Bobby Jenks has pulmonary embolism

BOSTON -- Boston Red Sox pitcher Bobby Jenks has been diagnosed with a pulmonary embolism in his back, but he's doing fine and it's not career threatening, according to manager Terry Francona.

Doctors found the embolism, which occurs when the main artery of the lung or one of its branches becomes blocked, during the course of all the testing Jenks had on his back.

"Bobby's doing fine, and he's on the proper medication. He's doing great," Francona said.

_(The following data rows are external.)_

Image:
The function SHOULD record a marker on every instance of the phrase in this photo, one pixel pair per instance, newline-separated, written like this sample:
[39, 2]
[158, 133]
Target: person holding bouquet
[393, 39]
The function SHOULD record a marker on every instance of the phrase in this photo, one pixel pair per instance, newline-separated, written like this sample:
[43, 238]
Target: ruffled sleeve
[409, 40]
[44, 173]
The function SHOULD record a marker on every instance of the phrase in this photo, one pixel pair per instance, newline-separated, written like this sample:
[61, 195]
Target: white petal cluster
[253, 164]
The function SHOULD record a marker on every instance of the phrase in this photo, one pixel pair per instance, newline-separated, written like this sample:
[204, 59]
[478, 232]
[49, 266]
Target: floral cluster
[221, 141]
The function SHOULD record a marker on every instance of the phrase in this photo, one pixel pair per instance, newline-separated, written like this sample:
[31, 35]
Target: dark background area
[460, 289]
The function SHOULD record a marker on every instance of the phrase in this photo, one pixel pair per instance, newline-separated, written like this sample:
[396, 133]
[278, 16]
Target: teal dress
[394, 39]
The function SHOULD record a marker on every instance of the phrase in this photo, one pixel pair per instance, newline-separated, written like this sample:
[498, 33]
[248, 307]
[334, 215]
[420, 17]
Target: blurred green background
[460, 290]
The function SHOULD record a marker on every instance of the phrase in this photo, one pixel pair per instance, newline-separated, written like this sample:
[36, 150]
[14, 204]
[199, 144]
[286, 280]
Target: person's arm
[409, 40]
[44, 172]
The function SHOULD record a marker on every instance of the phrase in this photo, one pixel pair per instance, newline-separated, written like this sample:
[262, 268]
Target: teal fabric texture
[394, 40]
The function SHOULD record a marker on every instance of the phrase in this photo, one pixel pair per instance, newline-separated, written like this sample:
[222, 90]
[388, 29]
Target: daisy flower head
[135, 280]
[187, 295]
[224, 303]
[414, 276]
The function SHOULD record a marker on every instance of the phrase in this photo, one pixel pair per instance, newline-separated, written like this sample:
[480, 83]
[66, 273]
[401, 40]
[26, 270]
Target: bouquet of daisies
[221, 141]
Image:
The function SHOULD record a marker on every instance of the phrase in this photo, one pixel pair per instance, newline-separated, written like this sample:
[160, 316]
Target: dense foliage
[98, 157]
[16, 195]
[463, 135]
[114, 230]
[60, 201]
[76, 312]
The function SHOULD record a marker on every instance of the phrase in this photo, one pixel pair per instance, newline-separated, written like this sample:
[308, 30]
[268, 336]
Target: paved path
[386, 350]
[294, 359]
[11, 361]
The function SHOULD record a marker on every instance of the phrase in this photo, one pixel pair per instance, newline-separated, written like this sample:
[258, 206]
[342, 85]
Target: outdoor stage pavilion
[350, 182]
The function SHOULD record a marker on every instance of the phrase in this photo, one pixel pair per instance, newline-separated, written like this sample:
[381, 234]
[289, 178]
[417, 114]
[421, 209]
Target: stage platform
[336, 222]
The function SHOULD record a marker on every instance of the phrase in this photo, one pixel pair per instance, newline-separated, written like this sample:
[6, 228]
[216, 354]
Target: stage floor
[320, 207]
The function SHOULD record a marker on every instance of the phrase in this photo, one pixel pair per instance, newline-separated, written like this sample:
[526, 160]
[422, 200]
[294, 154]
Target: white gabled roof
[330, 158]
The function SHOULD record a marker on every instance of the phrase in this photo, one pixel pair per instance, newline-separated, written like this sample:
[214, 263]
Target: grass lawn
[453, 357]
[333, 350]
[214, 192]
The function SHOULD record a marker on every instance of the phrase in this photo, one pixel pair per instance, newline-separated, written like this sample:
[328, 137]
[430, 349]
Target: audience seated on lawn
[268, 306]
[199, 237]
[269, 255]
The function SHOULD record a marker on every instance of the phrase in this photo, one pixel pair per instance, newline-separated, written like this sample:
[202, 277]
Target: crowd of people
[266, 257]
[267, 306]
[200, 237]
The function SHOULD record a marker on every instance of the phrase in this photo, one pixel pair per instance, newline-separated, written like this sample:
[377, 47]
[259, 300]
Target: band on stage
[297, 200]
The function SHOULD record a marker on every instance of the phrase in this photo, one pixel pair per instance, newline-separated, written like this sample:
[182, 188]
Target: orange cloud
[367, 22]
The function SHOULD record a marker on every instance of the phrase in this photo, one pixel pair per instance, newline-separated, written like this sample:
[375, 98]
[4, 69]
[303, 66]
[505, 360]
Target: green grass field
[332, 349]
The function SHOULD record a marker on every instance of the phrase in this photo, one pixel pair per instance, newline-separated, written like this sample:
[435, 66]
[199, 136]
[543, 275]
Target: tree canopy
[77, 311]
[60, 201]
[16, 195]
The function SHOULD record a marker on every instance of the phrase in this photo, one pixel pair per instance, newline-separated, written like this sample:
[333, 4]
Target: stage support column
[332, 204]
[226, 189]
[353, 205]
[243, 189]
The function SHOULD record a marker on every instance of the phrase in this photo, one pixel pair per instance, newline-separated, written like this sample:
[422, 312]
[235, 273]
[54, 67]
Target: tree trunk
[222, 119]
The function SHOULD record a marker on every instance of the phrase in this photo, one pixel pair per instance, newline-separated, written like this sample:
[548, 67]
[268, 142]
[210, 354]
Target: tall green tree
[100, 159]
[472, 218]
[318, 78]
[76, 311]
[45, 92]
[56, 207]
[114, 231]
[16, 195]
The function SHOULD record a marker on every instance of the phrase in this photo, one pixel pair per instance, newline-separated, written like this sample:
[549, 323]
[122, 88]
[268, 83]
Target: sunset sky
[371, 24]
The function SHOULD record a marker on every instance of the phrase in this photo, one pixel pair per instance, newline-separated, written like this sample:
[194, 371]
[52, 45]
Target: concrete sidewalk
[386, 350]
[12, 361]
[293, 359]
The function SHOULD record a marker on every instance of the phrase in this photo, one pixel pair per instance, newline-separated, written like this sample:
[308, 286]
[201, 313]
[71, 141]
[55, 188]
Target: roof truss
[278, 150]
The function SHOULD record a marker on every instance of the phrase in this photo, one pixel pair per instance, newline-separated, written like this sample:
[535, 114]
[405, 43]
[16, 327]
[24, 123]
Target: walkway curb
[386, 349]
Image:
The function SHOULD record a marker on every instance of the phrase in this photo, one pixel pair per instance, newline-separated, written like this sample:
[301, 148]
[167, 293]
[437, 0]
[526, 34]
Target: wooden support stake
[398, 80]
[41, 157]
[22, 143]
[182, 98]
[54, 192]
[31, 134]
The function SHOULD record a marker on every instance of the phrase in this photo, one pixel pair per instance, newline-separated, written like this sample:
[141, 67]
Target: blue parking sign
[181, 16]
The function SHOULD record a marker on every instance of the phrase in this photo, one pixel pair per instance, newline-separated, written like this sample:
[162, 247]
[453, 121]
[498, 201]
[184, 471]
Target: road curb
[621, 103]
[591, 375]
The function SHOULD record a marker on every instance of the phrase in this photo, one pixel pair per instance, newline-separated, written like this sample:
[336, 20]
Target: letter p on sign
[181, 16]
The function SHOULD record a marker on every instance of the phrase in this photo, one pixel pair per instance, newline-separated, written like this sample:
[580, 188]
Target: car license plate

Jenks, who remains with the team, is shut down from all physical activities for the foreseeable future, according to Francona. Francona reiterated, however, that this situation would not end the pitcher's career.

"I don't believe so," he said. "It's not something to mess around with, but it was a very small embolism and they have it under control. Certainly they want it to go away, but I they feel like he's in good shape."

Jenks has made three trips to the disabled list this season, twice because of back tightness. The right-handed reliever is 2-2 with a 6.32 ERA in 19 appearances this season, his first with Boston after six seasons with the White Sox.

"It's certainly nothing to mess around with, there just needed to be a lot of testing," Francona said. "Bobby was put on the proper medication, and that's probably going to slow down the efforts to look at his back a little bit, but in a hurry the back becomes secondary."

Joe McDonald covers the Red Sox for ESPNBoston.com.